From f1c346a634873c7f9f0e5cfcceb039b756c42788 Mon Sep 17 00:00:00 2001
From: Yavin7 <morgan07kelley@gmail.com>
Date: Tue, 16 Sep 2025 20:36:39 -0600
Subject: [PATCH] Renamed decompressed_files/ to out/ Fised a lot of logic Set
 starting bit to 0x800, since that's after a big blank space in files, is the
 method bit we are expecting (0x0B) every time, and works to decomp all files
 (wow!)

---
 .gitignore |   2 +-
 main.py    | 178 ++++++++++++++++++++++++++++-------------------------
 2 files changed, 95 insertions(+), 85 deletions(-)

diff --git a/.gitignore b/.gitignore
index 31c33a6..b68a1ac 100644
--- a/.gitignore
+++ b/.gitignore
@@ -1,6 +1,6 @@
 # Project Specific
 bin_extract/*
-decompressed_files/*
+out/*
 bzz_mudule.py
 
 # Byte-compiled / optimized / DLL files
diff --git a/main.py b/main.py
index ac21844..461d7a5 100644
--- a/main.py
+++ b/main.py
@@ -1,171 +1,166 @@
+import os
 from bitarray import bitarray
+from pathlib import Path
 
 
 class BZZCompressor:
-    def decompress(self, input_file_path) -> bytes:
+    def decompress(self, input_file_path, input_file, output_folder="out/") -> bytes:
         data = bitarray(endian="big")
-        output_buffer = bitarray(endian="big")
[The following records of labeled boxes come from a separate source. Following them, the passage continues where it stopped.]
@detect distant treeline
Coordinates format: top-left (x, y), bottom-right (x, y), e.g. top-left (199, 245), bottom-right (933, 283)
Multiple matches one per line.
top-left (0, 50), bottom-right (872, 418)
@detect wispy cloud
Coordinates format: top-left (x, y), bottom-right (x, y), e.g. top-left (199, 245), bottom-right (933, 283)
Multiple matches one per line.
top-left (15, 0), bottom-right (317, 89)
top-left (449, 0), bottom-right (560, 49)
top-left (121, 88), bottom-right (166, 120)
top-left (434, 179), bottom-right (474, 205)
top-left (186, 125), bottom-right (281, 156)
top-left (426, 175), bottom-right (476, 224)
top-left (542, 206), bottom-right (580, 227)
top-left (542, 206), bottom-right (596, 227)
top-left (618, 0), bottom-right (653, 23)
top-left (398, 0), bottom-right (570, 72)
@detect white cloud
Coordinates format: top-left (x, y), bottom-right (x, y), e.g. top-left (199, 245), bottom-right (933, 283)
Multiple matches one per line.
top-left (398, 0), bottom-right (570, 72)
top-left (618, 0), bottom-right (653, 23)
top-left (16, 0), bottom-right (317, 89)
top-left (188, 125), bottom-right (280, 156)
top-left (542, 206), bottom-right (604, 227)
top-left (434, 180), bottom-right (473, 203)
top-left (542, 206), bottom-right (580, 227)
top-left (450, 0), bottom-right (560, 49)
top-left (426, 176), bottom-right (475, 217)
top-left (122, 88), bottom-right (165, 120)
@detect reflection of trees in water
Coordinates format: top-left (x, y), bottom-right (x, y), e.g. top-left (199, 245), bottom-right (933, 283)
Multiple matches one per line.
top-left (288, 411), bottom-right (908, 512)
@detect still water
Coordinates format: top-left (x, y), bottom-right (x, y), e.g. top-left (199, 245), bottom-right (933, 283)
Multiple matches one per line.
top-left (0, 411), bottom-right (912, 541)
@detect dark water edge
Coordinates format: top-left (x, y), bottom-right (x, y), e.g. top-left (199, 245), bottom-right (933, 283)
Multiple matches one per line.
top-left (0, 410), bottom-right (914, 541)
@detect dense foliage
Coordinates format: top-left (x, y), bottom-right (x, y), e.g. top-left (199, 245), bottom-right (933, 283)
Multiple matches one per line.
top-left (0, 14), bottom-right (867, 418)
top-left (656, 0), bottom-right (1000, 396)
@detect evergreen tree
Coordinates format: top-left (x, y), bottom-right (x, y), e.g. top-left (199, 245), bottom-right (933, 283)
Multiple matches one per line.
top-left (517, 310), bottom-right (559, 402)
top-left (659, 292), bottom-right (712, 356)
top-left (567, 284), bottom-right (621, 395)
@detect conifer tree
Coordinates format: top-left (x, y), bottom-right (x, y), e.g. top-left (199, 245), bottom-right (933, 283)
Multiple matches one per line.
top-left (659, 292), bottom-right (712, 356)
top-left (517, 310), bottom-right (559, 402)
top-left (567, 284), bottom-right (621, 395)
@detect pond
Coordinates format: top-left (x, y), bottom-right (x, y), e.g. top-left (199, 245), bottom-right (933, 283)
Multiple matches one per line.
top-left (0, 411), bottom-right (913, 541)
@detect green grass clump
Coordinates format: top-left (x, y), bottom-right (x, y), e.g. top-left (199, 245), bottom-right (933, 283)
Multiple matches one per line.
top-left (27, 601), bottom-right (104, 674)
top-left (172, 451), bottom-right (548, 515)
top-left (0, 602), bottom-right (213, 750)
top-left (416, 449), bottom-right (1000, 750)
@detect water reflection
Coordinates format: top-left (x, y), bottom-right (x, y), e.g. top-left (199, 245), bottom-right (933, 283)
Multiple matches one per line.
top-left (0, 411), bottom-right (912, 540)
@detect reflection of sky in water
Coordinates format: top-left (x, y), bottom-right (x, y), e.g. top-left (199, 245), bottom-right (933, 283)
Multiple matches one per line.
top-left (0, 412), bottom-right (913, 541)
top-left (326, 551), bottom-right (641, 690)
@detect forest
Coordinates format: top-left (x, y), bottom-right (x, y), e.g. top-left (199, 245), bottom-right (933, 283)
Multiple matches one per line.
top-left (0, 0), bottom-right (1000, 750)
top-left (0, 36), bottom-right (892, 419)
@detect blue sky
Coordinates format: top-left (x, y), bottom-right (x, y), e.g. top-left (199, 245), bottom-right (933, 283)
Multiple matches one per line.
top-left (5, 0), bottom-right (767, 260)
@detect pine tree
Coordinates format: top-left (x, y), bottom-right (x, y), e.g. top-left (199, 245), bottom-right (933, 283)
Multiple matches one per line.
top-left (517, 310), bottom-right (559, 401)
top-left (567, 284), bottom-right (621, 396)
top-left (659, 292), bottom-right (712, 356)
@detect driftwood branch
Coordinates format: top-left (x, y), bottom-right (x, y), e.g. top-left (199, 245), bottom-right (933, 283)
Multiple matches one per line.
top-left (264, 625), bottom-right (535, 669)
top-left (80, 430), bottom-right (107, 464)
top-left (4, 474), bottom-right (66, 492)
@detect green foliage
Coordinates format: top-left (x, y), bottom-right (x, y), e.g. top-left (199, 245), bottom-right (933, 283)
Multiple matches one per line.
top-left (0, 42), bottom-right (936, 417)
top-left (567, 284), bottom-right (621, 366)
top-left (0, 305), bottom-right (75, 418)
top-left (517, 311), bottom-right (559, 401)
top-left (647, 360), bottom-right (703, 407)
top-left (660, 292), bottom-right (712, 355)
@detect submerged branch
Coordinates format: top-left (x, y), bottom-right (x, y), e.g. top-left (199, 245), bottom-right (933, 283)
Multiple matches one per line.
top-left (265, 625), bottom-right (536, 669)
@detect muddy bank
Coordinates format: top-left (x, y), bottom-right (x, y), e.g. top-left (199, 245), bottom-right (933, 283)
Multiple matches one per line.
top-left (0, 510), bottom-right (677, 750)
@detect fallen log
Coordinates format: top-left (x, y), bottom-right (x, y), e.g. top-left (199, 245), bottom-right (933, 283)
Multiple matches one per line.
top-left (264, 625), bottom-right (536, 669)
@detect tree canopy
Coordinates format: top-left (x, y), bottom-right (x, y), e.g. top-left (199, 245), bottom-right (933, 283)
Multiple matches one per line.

+        output_buffer = bytearray()
+        index = 0x800
 
         # read the input file
         try:
-            with open(input_file_path, "rb") as input_file:
+            with open(f"{input_file_path}/{input_file}", "rb") as input_file:
                 data.fromfile(input_file)
+                data = data.tobytes()
         except IOError:
             print("Could not open input file...")
             raise
 
         if len(data) > 9:
             # Getting our method, this is likely imprecise, since I'm one dealing with one method type, but it gets what I want
-            method = data[0:8] | bitarray("00001010")
+            method = data[index]
             # We move on to the next byte in data
-            del data[0:8]
+            index = index + 1
 
             # Gathering variables based on the method according to https://problemkaputt.de/psxspx-cdrom-file-compression-bzz.htm
             # Note: bin(int)[2:].zfill(8) converts a number to an 8-bit binary string
 
             # `>> 3` is the same as dividing by 8
-            shifter = (method >> 3) & bitarray(bin(0x03)[2:].zfill(8))
-            len_bits = (method & bitarray(bin(0x07)[2:].zfill(8))) ^ bitarray(
-                bin(0x07)[2:].zfill(8)
-            )
+            shifter = (method >> 3) & 0x03
+            len_bits = (method & 0x07) ^ 0x07
 
             # The bin() function only returns the second half of the byte, so we pad the byte
-            len_mask = bitarray(bin((1 << int(len_bits.to01(), 2)) - 1)[2:].zfill(8))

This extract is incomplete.